Selective Serotonin/Norepinephrine Reuptake Inhibitors (SNRIs) - Serotonin Syndrome
Audience: Neuropsychiatric and other healthcare professionals, and consumers[Posted 07/19/2006] FDA notified healthcare professionals and consumers of new safety information regarding taking medications used to treat migraine headaches (triptans) together with certain types of antidepressant and mood disorder medications (selective serotonin reuptake inhibitors (SSRIs) and selective serotonin/norepinephrine reuptake inhibitors (SNRIs). A life-threatening condition called serotonin syndrome may occur when triptans are used together with a SSRI or a SNRI.

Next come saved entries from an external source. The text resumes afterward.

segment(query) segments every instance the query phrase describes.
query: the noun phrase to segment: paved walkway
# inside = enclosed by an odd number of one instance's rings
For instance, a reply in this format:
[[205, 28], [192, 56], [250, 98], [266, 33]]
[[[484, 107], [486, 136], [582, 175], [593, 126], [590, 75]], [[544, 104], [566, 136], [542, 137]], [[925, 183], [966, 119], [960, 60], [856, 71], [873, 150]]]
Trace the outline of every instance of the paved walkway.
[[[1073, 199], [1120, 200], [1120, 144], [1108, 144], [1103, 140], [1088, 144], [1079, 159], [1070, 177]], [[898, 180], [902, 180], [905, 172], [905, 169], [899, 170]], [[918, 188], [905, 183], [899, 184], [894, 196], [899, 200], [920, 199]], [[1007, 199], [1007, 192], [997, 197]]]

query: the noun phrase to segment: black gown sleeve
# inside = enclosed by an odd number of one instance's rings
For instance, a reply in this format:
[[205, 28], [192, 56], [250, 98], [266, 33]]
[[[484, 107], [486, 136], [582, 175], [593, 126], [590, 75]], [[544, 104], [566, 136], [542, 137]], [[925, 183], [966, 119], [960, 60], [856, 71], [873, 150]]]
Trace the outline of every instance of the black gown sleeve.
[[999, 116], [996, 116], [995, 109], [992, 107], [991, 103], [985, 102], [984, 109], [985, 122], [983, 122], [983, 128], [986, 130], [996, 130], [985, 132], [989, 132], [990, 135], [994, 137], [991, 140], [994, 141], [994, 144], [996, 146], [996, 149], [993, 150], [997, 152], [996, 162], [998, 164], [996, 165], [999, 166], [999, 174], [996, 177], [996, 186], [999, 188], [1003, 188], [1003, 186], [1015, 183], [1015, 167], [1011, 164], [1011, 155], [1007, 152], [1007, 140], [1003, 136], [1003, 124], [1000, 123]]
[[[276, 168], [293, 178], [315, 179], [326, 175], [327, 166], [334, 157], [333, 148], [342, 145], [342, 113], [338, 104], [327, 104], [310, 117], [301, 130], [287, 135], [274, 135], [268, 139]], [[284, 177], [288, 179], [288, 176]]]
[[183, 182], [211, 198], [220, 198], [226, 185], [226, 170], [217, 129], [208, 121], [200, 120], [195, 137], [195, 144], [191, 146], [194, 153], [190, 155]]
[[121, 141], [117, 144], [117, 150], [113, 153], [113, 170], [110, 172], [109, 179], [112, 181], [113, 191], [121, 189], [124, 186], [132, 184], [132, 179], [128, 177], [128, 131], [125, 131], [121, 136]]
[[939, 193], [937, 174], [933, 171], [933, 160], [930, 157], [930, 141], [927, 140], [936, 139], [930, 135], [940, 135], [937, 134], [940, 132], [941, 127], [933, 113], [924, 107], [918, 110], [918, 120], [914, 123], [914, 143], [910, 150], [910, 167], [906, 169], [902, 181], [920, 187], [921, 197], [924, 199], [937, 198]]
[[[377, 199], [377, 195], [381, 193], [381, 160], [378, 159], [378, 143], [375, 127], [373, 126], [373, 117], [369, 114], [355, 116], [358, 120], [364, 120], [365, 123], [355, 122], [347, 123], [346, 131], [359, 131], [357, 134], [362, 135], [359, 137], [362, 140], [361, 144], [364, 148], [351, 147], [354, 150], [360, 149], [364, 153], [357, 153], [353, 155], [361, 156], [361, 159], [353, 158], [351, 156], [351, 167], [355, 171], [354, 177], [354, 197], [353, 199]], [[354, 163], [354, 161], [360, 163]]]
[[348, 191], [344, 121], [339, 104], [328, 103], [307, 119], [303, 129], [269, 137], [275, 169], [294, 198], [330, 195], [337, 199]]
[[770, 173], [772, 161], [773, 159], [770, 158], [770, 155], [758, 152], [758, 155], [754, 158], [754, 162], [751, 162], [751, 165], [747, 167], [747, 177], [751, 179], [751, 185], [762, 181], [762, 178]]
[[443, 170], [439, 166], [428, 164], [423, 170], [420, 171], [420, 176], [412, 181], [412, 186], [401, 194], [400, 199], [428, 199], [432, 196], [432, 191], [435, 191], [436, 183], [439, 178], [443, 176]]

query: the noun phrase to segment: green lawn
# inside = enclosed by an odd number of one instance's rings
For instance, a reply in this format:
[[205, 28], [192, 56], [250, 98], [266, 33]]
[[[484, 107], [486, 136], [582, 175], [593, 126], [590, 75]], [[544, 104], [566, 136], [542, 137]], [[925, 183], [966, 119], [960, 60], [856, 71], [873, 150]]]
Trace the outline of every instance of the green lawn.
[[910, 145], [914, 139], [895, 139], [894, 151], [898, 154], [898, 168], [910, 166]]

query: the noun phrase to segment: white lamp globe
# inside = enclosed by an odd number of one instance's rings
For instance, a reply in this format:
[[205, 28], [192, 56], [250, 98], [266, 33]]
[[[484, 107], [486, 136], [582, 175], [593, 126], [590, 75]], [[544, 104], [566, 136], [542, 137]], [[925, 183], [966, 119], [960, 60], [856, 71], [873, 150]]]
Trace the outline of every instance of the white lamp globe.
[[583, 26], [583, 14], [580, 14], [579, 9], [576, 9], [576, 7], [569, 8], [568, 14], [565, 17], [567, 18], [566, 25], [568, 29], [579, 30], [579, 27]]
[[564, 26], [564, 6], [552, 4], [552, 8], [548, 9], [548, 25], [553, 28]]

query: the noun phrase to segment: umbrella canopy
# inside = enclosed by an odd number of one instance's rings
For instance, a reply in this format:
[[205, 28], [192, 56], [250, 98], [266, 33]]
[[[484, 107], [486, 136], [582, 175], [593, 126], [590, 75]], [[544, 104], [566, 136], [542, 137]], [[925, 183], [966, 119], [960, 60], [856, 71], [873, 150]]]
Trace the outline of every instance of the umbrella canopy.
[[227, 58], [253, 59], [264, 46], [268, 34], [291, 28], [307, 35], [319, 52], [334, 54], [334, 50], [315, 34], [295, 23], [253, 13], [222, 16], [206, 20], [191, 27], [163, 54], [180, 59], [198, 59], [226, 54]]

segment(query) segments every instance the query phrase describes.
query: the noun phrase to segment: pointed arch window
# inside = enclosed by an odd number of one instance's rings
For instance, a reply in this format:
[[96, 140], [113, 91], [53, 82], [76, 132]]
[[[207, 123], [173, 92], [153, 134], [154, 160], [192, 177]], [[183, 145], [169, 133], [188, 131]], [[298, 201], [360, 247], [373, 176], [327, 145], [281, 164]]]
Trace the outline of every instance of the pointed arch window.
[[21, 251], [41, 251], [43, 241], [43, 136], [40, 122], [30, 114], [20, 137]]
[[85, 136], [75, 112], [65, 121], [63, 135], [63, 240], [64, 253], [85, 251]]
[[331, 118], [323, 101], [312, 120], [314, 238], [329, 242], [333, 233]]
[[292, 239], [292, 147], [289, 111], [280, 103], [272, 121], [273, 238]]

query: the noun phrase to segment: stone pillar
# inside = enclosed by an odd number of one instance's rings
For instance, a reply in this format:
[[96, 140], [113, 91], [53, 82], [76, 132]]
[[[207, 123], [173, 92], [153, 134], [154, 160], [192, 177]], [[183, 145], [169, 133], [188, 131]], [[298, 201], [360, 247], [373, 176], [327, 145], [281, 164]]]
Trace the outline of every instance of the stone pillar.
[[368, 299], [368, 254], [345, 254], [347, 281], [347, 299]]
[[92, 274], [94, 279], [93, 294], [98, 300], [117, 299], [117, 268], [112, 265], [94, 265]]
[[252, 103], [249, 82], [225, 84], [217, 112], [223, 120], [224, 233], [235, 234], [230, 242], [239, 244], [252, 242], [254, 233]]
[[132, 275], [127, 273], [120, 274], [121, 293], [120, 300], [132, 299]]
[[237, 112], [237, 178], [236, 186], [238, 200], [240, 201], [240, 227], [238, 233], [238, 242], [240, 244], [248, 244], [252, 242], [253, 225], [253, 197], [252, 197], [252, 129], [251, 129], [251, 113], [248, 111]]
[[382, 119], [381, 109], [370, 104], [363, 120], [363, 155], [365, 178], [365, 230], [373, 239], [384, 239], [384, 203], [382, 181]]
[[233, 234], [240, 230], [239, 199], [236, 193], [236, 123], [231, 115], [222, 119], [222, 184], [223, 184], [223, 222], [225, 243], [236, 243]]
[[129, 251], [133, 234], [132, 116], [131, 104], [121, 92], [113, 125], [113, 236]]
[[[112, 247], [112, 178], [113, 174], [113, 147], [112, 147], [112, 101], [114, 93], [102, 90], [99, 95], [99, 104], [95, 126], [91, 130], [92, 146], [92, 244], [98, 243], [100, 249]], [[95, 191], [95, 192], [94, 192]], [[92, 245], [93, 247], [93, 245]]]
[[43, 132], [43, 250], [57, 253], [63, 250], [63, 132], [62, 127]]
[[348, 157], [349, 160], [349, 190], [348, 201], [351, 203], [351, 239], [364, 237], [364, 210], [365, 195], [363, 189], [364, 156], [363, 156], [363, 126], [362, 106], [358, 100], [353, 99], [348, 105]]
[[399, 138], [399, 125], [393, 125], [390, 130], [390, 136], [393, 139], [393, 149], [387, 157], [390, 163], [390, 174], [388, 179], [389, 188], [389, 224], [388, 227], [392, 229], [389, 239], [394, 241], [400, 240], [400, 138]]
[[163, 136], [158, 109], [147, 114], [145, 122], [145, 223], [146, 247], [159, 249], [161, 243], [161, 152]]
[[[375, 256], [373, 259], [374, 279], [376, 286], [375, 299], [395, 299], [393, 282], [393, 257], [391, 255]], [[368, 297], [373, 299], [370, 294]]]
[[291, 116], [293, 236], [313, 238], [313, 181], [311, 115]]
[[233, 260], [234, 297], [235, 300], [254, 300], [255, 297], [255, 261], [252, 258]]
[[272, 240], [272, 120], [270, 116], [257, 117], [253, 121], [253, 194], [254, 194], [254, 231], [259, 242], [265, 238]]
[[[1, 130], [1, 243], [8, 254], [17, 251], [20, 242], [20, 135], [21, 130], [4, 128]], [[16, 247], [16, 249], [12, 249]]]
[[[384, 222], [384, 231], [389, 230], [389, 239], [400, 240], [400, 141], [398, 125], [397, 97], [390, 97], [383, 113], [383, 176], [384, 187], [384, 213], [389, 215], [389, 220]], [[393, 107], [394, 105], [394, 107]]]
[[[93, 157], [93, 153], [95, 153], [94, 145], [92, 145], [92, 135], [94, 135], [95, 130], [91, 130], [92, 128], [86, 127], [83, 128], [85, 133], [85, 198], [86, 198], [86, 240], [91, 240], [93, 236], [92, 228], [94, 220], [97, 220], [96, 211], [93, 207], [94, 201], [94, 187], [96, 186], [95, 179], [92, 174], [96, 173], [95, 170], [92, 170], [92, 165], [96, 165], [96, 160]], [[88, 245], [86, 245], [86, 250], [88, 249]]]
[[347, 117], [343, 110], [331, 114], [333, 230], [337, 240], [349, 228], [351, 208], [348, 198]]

Serotonin syndrome occurs when the body has too much of a chemical found in the nervous system (serotonin). Each of the above medications (triptans, SSRIs, and SNRIs), cause an increase in serotonin levels. Symptoms of serotonin syndrome may include restlessness, hallucinations, loss of coordination, fast heart beat, rapid changes in blood pressure, increased body temperature, overactive reflexes, nausea, vomiting, and diarrhea.
Healthcare professionals prescribing a triptan, SSRI or SNRI should keep in mind that triptans are often used intermittently and either the triptan, SSRI or SNRI may be prescribed by a different physician; weigh the potential risk of serotonin syndrome with the expected benefit of using the above combination; discuss the possibility of serotonin syndrome with patients if a triptan and an SSRI or SNRI will be used together; and follow patients closely during treatment if a triptan and an SSRI or SNRI are used together.
Patients taking a triptan along with an SSRI or SNRI should talk to their doctor before stopping their medication and should immediately seek medical attention if they experience any of the above symptoms. FDA requested that all manufacturers of triptans, SSRIs and SNRIs update their prescribing information to warn of the possibility of serotonin syndrome when these medications are taken together.